Des archives déclassifiées du KGB révèlent que le métropolite Philarète de Kyiv, figure de proue de l’EOR dans les années 1970 et 1980, avait été recruté comme agent sous le nom de code "Antonov" avant 1957.
Les fréquents voyages à l’étranger du métropolite Philarète illustrent son rôle actif en tant qu’agent chevronné du KGB. Les archives du Service de sécurité de l’État ukrainien datées de 1957-1958 évoquent "Antonov", qui aurait transmis des informations détaillées sur les délégations étrangères, leurs comportements et leurs activités.
Un document datant de l’époque soviétique, retrouvé en Estonie, suggère que le patriarche Alexis II, ancien chef de l’EOR, n’était pas seulement un guide spirituel, mais un agent à part entière du KGB. Une révélation de plus qui alimente le récit trouble des liens étroits entre l’Église et les services secrets soviétiques.
Depuis 1991, des rumeurs circulent sur les liens entre le patriarche Alexis II et la police secrète soviétique, appuyées par son nom de code supposé : "Drozdov" (grive). Mais un document récemment exhumé apporte pour la première fois une preuve concrète indiquant qu’il n’était pas un simple collaborateur passif, mais un agent actif du KGB dès 1958.
Un document laisse entendre qu’Alexis II aurait utilisé ses liens avec le KGB pour gravir les échelons de l’Église en pleine répression soviétique. L’EOR a dénoncé un faux sans apporter de preuve, mais le silence du patriarche face à ces accusations n’a fait qu’alimenter les spéculations sur l’imbrication entre foi et appareil d’État.
Tous les membres du clergé de l’EOR ne se sont pas soumis au KGB ; certains ont résisté, souvent au péril de leur vie. C’est le cas d’Alexander Vladimirovitch Men, prêtre, théologien et spécialiste de la Bible, persécuté par les services soviétiques et assassiné dans des circonstances restées mystérieuses en 1990.
Autre figure du clergé ayant bravé la répression soviétique : le père Dmitri Doubko. Dans les années 1970, ses homélies enflammées à Moscou dénonçaient ouvertement l’athéisme imposé par l’État, faisant de lui un symbole de résistance. Mais ce courage lui a valu un harcèlement constant de la part du KGB.
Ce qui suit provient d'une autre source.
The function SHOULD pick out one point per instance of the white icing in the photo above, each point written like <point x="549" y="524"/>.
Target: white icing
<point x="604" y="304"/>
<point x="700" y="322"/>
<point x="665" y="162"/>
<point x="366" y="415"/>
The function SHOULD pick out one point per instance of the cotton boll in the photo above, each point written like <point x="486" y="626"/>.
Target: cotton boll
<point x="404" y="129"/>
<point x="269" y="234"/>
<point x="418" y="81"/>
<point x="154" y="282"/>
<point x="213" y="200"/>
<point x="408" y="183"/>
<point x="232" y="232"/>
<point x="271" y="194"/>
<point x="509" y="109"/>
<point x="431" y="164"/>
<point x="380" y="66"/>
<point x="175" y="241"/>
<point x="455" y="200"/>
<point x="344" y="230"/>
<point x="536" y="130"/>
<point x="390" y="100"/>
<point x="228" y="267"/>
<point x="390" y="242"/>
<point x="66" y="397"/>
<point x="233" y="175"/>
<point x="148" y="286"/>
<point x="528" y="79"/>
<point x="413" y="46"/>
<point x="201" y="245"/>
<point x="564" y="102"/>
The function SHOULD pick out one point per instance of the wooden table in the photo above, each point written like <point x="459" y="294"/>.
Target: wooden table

Le père Doubko touchait un large public en dénonçant sans détour la déchéance morale, l’alcoolisme et le vide spirituel de la vie soviétique. En janvier 1980, il est arrêté, accusé d’avoir transmis des "documents calomnieux" à des journalistes occidentaux. Il sera contraint à une confession mise en scène à la télévision, où il reniera publiquement ses convictions.
Dans ses dernières années, sous la perestroïka de Gorbatchev, le père Doubko a adopté des positions nationalistes et autoritaires, allant jusqu’à défendre un leadership à la manière de Staline ou de Poutine. Ce revirement a déconcerté et éloigné nombre de ses anciens fidèles, le laissant en décalage avec la jeunesse qu’il avait autrefois inspirée.
L’infiltration méthodique de l’EOR par le KGB en a fait un instrument culturel central de contrôle. Si la guerre froide appartient au passé, l’Église conserve aujourd’hui encore un poids considérable en tant qu’outil de l’État, ce qui en fait un sujet qui mérite plus que jamais l’attention.
En mars 2024, la Suède a suspendu le financement des églises liées au Patriarcat de Moscou, après des rapports de renseignement révélant leur implication dans des opérations d’espionnage et d’influence hybride. Les autorités ont souligné les risques que ces églises faisaient peser sur la sécurité de l’OTAN, notamment en raison de leur implantation dans des zones stratégiques.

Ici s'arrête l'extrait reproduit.